De vicomte bracht de hand aan zijn voorhoofd en sloeg de oogen neder.
Fulmen was dus wel degelijk dood.
De vicomte wilde de kapel uitsnellen, om zijne ontroering te verbergen, maar de eerbied, dien men dooden verschuldigd is, weerhield hem.
Hij bleef dus de begrafenis bijwonen, en eerst toen de kist in den grafkuil was nedergelaten, verliet hij de kapel langzaam en met gebogen hoofd.
Terwijl hij de plaats overging, hoorde hij boven zich eene vroolijke stem, die hem toeriep:
‘Goeden morgen, vicomte!’
Hij richtte het hoofd op en zag den baron De Roche-Noire aan een venster staan.
‘Goeden morgen, mijnheer de baron!’ antwoordde hij een weinig verwonderd.
De baron was gekleed in een groen jachtbuis, hij had een driekanten hoed op het hoofd, een waldhoorn hing op zijn rug.
‘Wacht,’ riep hij, ‘ik kom bij u!’
Terwijl Ralph op den baron stond te wachten, zag hij een troep jachthonden, twee aan twee gekoppeld, uit den hondenstal komen; twee schoone paarden werden door een stalknecht gezadeld.
De baron kwam beneden.
Het scheen den vicomte toe alsof de baron in zijn jachtkostuum er veel jonger uitzag; hij liep in zijne hooge kaplaarzen zoo vlug als een jongeling van twintig jaar.
De baron ging den vicomte met een vriendelijk gelaat tegemoet en drukte hem hartelijk de hand.
‘Ge zult zeker wel rustig geslapen hebben na den langen rit, dien ge gisteren in onze bosschen gemaakt hebt,’ sprak de baron.
‘Inderdaad,’ stamelde Ralph, verbluft door dien vroolijken toon van den eigenaar van een slot, waar de dooden terugkwamen, en waar hij nauwlijks vijf minuten geleden eene begrafenis had bijgewoond.
De baron raadde waarschijnlijk de gedachten van zijn gast, want hij haastte zich er op te laten volgen:
‘Ik wilde niet op de jacht gaan vóordat de begrafenis van dien armen Jean Denis was afgeloopen.

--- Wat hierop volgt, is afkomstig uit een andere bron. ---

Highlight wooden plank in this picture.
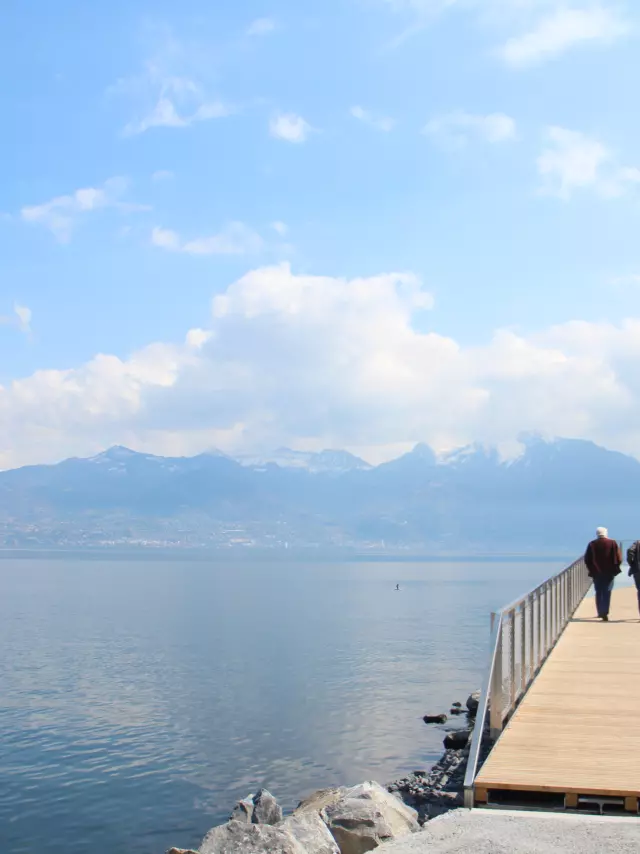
[476,588,640,812]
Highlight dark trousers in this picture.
[631,572,640,610]
[593,575,613,617]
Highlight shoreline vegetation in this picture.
[166,692,482,854]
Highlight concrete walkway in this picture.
[379,810,640,854]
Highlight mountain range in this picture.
[0,438,640,554]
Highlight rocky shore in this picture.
[167,694,489,854]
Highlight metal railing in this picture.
[464,558,591,807]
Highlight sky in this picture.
[0,0,640,468]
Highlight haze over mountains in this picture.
[0,439,640,554]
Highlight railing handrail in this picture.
[464,557,591,807]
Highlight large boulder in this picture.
[198,821,308,854]
[322,782,420,854]
[230,789,282,825]
[280,810,340,854]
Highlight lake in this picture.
[0,557,563,854]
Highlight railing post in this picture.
[489,614,504,741]
[508,608,516,715]
[527,593,536,680]
[518,599,527,694]
[536,591,542,670]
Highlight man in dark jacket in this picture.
[584,528,622,623]
[627,540,640,609]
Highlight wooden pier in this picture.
[474,587,640,813]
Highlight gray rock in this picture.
[198,821,307,854]
[323,782,420,854]
[444,729,471,750]
[280,810,340,854]
[467,691,480,715]
[252,789,282,825]
[229,789,282,825]
[229,795,253,824]
[293,786,348,815]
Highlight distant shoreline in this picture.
[0,547,575,563]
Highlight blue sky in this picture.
[0,0,640,467]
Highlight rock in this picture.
[323,782,420,854]
[229,795,253,824]
[198,821,307,854]
[252,789,282,825]
[444,729,471,750]
[280,810,340,854]
[293,786,347,815]
[229,789,282,825]
[467,691,480,715]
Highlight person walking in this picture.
[584,528,622,623]
[627,540,640,610]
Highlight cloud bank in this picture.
[0,264,640,468]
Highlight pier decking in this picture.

Hij was aan mijn geslacht verknocht en diende ons trouw. Maar tegen den dood is geen kruid gewassen. Als ge mij naar de eetzaal wilt volgen, zullen we het ontbijt gebruiken en daarna terstond te paard stijgen.’
‘Ik ben gereed u te volgen,’ antwoordde de vicomte verstrooid.
‘Komaan dan!’
De baron liep vooruit en sprak onder 't gaan:
‘We zullen voor de jacht een schoonen dag hebben; de sneeuw is hard bevrozen, de zon schijnt heerlijk, en ons hoorngeschal zal in de bosschen zoo helder weergalmen als in den koepel eener oude kathedraal. Mijn jager heeft reeds de noodige verkenningen in het bosch gedaan. Door de sneeuw viel dit hem gemakkelijk. Hij heeft een groot wild zwijn opgespoord, dat lang weerstand zal bieden en onzen paarden en honden veel te doen zal geven.’

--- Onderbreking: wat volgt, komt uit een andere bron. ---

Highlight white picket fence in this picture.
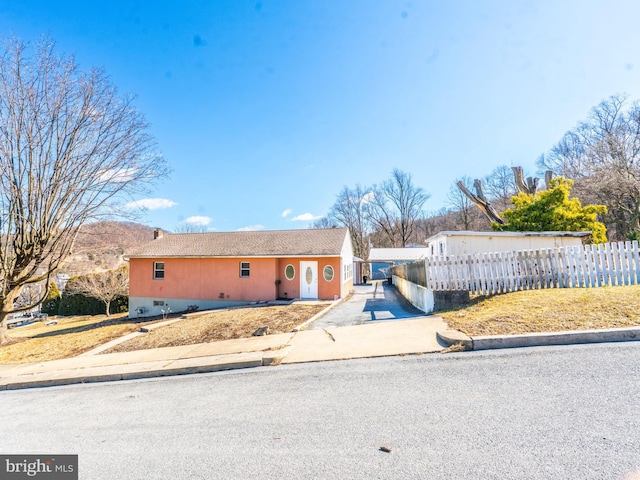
[402,241,640,295]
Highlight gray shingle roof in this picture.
[125,228,348,258]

Dit zeggende opende de baron de deur der eetzaal, en de vicomte zag de blonde Hermine, die in een hoek van den schoorsteen in een wijden armstoel zat.
De vicomte beschouwde zijne verloofde aandachtig, en evenals den vorigen dag, toen hij het boudoir binnenkwam en haar voor 't eerst zag, vond hij haar allerliefst.
Maar in 't zelfde oogenblik sloeg hij den blik in de hoogte; hij zag het portret van Fulmen, en dadelijk had Hermine alle bekoorlijkheid voor hem verloren.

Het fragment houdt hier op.